I'm sure all those conservatives who hang on the good opinion of Paul Krugman will heed his wise advice.

Then Krugman played the reliable Hitler card against Trump, while taking yet another shot at the hard-left Bernie Sanders supporters not on board the Clinton train.

Finally, it’s dismaying to see the fecklessness of those on the left supporting third-party candidates. A few seem to believe in the old doctrine of social fascism -- better to see the center-left defeated by the hard right, because that sets the stage for a true progressive revolution. That worked out wonderfully in 1930s Germany.

Karol Markowicz at The Daily Beast had Krug’s number in an August 5 essay:

In 2012, Krugman called Mitt Romney a “charlatan,” pathologically dishonest, and untrustworthy. He said Romney doesn’t even pretend to care about poor people and wants people to die so that the rich could get richer. Romney is “completely amoral,” “a dangerous fool,” “ignorant as well as uncaring.”

In March, Krugman had a column called “Clash of Republican Con Artists.” In it, he called Trump’s foreign policy more reasonable than that of Marco Rubio or Ted Cruz and said he’s just as terrified of either of those men in the White House as he is of Trump. He wrote: “In fact, you have to wonder why, exactly, the Republican establishment is really so horrified by Mr. Trump. Yes, he’s a con man, but they all are. So why is this con job different from any other?”

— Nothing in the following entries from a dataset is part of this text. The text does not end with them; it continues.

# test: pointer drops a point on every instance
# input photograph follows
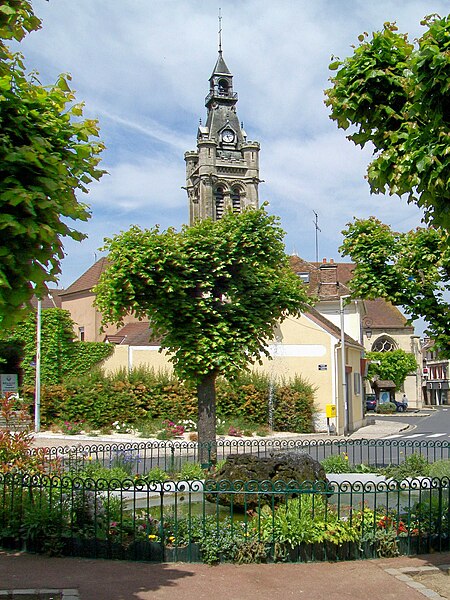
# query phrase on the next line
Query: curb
(405, 574)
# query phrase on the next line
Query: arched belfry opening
(223, 155)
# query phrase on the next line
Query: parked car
(371, 402)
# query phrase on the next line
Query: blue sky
(142, 69)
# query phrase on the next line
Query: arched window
(236, 199)
(223, 87)
(384, 344)
(219, 201)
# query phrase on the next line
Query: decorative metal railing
(170, 455)
(213, 520)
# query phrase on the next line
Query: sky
(142, 68)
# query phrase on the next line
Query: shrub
(192, 471)
(100, 399)
(414, 465)
(337, 463)
(15, 446)
(386, 409)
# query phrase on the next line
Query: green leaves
(397, 96)
(214, 291)
(411, 270)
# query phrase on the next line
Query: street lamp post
(343, 373)
(37, 387)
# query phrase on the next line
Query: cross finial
(220, 31)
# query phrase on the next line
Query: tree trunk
(206, 426)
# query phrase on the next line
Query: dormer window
(236, 200)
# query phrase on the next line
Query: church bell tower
(223, 173)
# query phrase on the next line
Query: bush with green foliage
(414, 465)
(440, 469)
(337, 463)
(99, 399)
(61, 356)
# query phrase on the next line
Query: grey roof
(220, 68)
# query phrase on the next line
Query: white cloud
(143, 68)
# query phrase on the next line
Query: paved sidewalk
(383, 579)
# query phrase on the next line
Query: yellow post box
(330, 410)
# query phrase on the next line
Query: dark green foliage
(394, 365)
(294, 406)
(396, 95)
(46, 155)
(410, 269)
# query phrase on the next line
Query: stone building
(223, 173)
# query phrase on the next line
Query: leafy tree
(46, 155)
(397, 95)
(61, 356)
(394, 365)
(410, 269)
(214, 291)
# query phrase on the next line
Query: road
(435, 427)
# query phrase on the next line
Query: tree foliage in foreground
(397, 96)
(47, 154)
(394, 366)
(410, 269)
(213, 291)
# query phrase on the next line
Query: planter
(146, 551)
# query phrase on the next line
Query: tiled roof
(318, 318)
(134, 334)
(381, 314)
(89, 279)
(47, 301)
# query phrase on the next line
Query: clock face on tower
(228, 136)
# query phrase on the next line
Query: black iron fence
(171, 455)
(224, 520)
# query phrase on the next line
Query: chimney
(328, 287)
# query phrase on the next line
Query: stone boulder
(284, 473)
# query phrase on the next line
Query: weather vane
(317, 228)
(220, 31)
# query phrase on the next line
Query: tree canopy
(47, 154)
(410, 269)
(61, 356)
(213, 291)
(397, 96)
(394, 366)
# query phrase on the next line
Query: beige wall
(408, 342)
(84, 314)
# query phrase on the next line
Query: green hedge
(100, 399)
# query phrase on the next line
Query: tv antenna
(317, 229)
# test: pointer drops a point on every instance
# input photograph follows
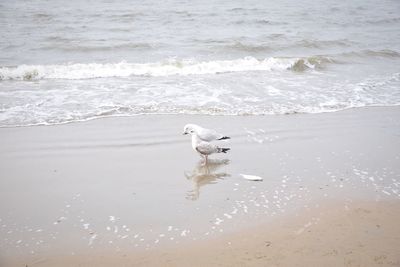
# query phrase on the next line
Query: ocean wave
(384, 53)
(164, 68)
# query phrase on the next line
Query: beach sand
(129, 191)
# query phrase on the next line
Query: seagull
(204, 134)
(204, 148)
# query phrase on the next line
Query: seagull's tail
(223, 150)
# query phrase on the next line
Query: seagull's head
(189, 129)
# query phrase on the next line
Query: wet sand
(130, 191)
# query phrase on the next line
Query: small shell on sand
(251, 177)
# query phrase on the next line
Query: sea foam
(163, 68)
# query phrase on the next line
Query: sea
(68, 61)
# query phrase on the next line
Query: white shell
(251, 177)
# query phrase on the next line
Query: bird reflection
(205, 174)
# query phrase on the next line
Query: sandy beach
(129, 191)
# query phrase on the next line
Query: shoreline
(130, 184)
(198, 115)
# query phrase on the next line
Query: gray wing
(206, 148)
(209, 135)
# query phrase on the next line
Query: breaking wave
(164, 68)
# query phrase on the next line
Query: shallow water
(100, 58)
(133, 183)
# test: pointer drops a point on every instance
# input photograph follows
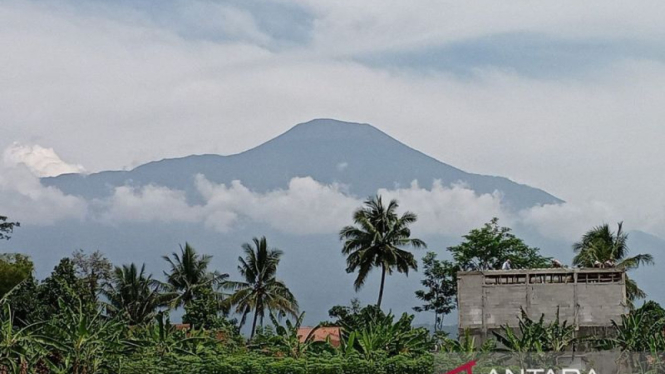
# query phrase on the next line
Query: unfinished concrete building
(587, 298)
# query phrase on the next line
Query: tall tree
(602, 245)
(14, 269)
(62, 286)
(489, 246)
(188, 273)
(440, 294)
(376, 241)
(6, 228)
(261, 289)
(94, 270)
(132, 295)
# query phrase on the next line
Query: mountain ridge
(330, 151)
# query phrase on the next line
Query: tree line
(104, 313)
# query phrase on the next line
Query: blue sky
(562, 95)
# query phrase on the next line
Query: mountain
(356, 155)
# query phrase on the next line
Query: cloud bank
(304, 207)
(42, 162)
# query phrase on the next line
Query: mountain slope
(357, 155)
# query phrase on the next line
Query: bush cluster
(256, 364)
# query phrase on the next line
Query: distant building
(321, 334)
(589, 299)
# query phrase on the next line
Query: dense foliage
(603, 247)
(89, 316)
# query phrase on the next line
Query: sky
(566, 96)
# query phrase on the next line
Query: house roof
(321, 334)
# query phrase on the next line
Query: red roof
(321, 334)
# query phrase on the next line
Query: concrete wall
(592, 299)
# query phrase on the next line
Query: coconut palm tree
(261, 289)
(376, 240)
(133, 295)
(189, 273)
(602, 245)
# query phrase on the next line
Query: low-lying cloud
(24, 198)
(309, 207)
(43, 162)
(304, 207)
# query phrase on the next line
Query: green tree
(93, 269)
(25, 302)
(7, 228)
(440, 295)
(87, 342)
(189, 273)
(206, 311)
(383, 335)
(376, 240)
(132, 295)
(602, 245)
(491, 245)
(261, 289)
(354, 316)
(14, 269)
(62, 285)
(535, 338)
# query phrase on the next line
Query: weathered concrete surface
(586, 298)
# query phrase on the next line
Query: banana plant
(287, 338)
(162, 338)
(87, 342)
(382, 335)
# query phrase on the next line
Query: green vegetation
(603, 247)
(89, 316)
(261, 289)
(375, 241)
(6, 228)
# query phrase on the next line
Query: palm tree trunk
(256, 317)
(383, 282)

Yet a few weeks ago Krugman wondered how Republicans could rally around Trump “just as if he were a normal candidate.” It was exactly Krugman who normalized him! What makes Donald Trump normal to so many is that they’ve heard all the hysteria from people like Krugman before...

In Charles Blow’s adjacent column, “Donald Trump: Terroristic Man-Toddler,” his very personal Trump-bashing was hooked to a pathetic defense of a supposedly naïve, broken-hearted Hillary Clinton who understandably if regrettably lashed out emotionally at her husband’s sex victims.

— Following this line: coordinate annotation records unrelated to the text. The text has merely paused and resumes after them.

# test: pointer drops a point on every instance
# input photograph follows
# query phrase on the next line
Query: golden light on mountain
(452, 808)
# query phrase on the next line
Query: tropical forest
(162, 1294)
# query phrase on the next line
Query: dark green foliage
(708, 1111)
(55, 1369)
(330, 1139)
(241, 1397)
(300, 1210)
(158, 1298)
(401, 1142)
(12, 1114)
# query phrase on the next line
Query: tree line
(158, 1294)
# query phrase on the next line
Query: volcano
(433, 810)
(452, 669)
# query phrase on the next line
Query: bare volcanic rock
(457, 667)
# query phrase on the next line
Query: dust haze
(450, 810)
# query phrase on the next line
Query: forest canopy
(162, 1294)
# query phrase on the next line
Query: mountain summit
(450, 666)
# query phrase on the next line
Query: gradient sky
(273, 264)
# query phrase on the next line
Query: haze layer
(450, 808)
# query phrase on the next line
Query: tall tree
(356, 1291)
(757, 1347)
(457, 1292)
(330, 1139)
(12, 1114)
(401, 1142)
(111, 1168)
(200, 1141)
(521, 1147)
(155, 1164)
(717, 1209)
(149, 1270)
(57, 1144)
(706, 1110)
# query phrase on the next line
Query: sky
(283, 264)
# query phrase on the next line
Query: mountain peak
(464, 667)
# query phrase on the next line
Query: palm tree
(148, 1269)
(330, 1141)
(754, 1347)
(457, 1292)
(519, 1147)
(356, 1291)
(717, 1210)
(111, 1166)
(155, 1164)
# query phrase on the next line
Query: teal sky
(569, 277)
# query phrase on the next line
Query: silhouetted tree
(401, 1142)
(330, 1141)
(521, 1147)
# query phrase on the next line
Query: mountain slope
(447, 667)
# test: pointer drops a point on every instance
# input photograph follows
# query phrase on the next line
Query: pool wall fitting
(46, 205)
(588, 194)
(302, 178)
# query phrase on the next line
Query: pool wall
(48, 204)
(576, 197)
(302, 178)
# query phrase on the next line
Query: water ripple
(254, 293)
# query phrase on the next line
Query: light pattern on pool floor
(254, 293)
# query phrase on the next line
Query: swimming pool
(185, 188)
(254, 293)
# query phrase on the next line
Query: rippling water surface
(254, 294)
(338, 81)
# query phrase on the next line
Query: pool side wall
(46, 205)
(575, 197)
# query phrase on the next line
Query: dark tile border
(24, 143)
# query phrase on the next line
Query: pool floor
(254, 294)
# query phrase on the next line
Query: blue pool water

Last week CNN obtained Trump campaign talking points which instructed his supporters to bring up Bill Clinton’s sexual scandals as an attack on Hillary.

I think Trump is falling into a trap here. I think in his anger and haste he is severely underestimating the empathy people have for a betrayed spouse, who might, in misdirected anger, blame the victim, believe the unbelievable, and grant unearned forgiveness. Love makes people do crazy things, and a broken heart isn’t a physical wound but a psychic, spiritual one. It hurts like hell and people often respond in ways that are less than honorable, but ultimately understandable.

Siccing detective Jack Palladino to vengefully pry into women’s sex lives, and boasting that she would “crucify” Clinton paramour Gennifer Flowers in court aren’t emotional outbursts but the cool, cruel calculating moves of a life-time politician.